Neil is a doctoral student in communication and graduate research assistant for 4C. His interests include communicating the scale and nature of the risks involved with climate change, and building understanding of (and support for) the transformation of global energy systems.

At 4C, Neil's current projects include research on NASA's climate website, an analysis of American Meteorological Society (AMS) members' views on the conflict at AMS over global warming, and an investigation of the research needs of a variety of climate communication practitioners.

Prior to arriving at Mason, Neil studied social cognition, cognitive ergonomics, and philosophy of science at the University of Otago, New Zealand. He also studied political science and international relations at the University of Auckland.

Education: 

BSc (’05), Psychology, University of Otago
PGDipSci (’06), Psychology, University of Otago
GradDipArts (’10), Political Studies, University of Auckland

Selected Publications: 

Stenhouse, N., Maibach, E.W., Cobb, S., Ban, R., Bleistein, A., Croft, P., Bierly, E., Seitter, K., Rasmussen, G., & Leiserowitz, A. (2014). Meteorologists’ views about global warming: A survey of American Meteorological Society professional members. Bulletin of the American Meteorological Society, 95(7), [Page numbers yet to be determined].

Roser-Renouf, C., Stenhouse, N., Rolfe-Redding, J., Maibach, E., & Leiserowitz, A. (2014). Engaging diverse audiences with climate change: Message strategies for global warming's six Americas. In Hansen, A. & Cox, R. (Eds.), Routledge Handbook of Environment and Communication. New York, NY: Routledge.

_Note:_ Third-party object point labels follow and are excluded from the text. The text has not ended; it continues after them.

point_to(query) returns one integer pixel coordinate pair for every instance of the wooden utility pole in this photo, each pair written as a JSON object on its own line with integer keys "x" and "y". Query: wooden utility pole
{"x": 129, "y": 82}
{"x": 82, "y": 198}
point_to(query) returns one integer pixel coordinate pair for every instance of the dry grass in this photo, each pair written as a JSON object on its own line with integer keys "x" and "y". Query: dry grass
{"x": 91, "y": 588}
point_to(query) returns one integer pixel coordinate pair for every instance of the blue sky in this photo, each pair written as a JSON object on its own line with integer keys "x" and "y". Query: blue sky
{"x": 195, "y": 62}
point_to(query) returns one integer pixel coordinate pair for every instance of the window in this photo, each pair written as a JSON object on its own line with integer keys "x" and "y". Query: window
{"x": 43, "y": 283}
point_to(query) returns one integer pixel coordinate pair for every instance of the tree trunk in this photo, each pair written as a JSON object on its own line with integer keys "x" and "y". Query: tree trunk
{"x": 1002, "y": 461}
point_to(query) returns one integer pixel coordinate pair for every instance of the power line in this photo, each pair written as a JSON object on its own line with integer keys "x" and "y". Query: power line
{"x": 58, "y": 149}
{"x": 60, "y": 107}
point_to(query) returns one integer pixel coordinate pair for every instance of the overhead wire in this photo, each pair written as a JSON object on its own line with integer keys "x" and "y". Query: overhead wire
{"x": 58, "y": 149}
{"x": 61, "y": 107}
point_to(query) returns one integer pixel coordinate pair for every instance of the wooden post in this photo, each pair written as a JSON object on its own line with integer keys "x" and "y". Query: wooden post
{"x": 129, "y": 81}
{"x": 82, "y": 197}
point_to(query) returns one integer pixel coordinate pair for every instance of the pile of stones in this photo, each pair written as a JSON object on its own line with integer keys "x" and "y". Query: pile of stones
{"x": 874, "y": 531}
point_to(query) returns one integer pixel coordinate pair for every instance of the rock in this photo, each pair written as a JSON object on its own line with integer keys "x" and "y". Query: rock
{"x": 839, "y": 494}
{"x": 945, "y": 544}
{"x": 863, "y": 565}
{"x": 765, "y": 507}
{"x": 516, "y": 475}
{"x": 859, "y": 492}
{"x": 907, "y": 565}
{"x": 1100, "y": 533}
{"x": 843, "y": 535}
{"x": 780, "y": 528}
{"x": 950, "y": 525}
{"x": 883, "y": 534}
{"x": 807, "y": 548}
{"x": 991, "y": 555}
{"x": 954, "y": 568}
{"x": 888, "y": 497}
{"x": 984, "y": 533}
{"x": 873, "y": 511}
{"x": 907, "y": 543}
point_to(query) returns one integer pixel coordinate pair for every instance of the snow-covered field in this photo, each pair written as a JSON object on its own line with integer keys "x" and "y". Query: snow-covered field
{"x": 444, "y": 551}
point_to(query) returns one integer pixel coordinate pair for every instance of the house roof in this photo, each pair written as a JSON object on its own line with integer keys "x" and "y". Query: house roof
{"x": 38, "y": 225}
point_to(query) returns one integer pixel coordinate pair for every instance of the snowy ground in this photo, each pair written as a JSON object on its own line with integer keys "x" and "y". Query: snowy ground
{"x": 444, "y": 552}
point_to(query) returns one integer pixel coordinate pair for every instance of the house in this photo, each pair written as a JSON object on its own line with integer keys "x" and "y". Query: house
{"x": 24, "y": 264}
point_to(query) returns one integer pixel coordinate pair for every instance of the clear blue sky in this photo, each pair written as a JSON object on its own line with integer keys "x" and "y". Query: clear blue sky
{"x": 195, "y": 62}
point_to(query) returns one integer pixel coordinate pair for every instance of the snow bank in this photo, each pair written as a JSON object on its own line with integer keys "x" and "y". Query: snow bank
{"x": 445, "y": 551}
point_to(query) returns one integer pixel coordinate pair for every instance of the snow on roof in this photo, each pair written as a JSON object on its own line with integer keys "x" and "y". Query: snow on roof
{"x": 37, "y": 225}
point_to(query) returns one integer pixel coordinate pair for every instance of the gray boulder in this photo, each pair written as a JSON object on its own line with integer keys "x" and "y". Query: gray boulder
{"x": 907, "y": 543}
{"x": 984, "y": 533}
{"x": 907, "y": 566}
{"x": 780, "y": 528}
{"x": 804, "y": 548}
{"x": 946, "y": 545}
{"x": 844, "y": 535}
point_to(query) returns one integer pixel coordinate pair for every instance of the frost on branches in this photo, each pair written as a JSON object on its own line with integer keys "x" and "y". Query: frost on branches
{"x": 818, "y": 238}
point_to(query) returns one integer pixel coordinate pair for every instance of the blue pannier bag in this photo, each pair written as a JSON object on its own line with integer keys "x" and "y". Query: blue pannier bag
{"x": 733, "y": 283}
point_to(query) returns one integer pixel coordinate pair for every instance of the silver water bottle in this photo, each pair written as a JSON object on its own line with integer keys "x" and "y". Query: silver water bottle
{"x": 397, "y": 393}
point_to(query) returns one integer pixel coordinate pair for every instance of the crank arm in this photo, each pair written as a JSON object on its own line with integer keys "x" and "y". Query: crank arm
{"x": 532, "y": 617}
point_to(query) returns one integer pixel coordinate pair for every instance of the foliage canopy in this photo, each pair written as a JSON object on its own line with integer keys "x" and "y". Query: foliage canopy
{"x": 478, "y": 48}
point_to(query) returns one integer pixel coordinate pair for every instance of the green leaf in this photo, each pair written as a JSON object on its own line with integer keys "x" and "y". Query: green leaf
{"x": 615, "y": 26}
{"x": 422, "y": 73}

Stenhouse, N., & Priest, S. (2013). Overcoming the issue attention cycle: Four possible ingredients of a successful climate movement. Proceedings of the 12th Biennial Conference on Communication and Environment. Swedish University of Agricultural Sciences, Uppsala, Sweden.

Anderson, A. A.; Myers, T. A.; Maibach, E. W.; Cullen, H.; Gandy, J.; Witte, J.; Stenhouse, N.; Leiserowitz, A. (2013). If they like you, they learn from you: How a brief weathercaster-delivered climate education segment is moderated by viewer evaluations of the weathercaster. Weather, Climate, and Society, 5(4): 367-377.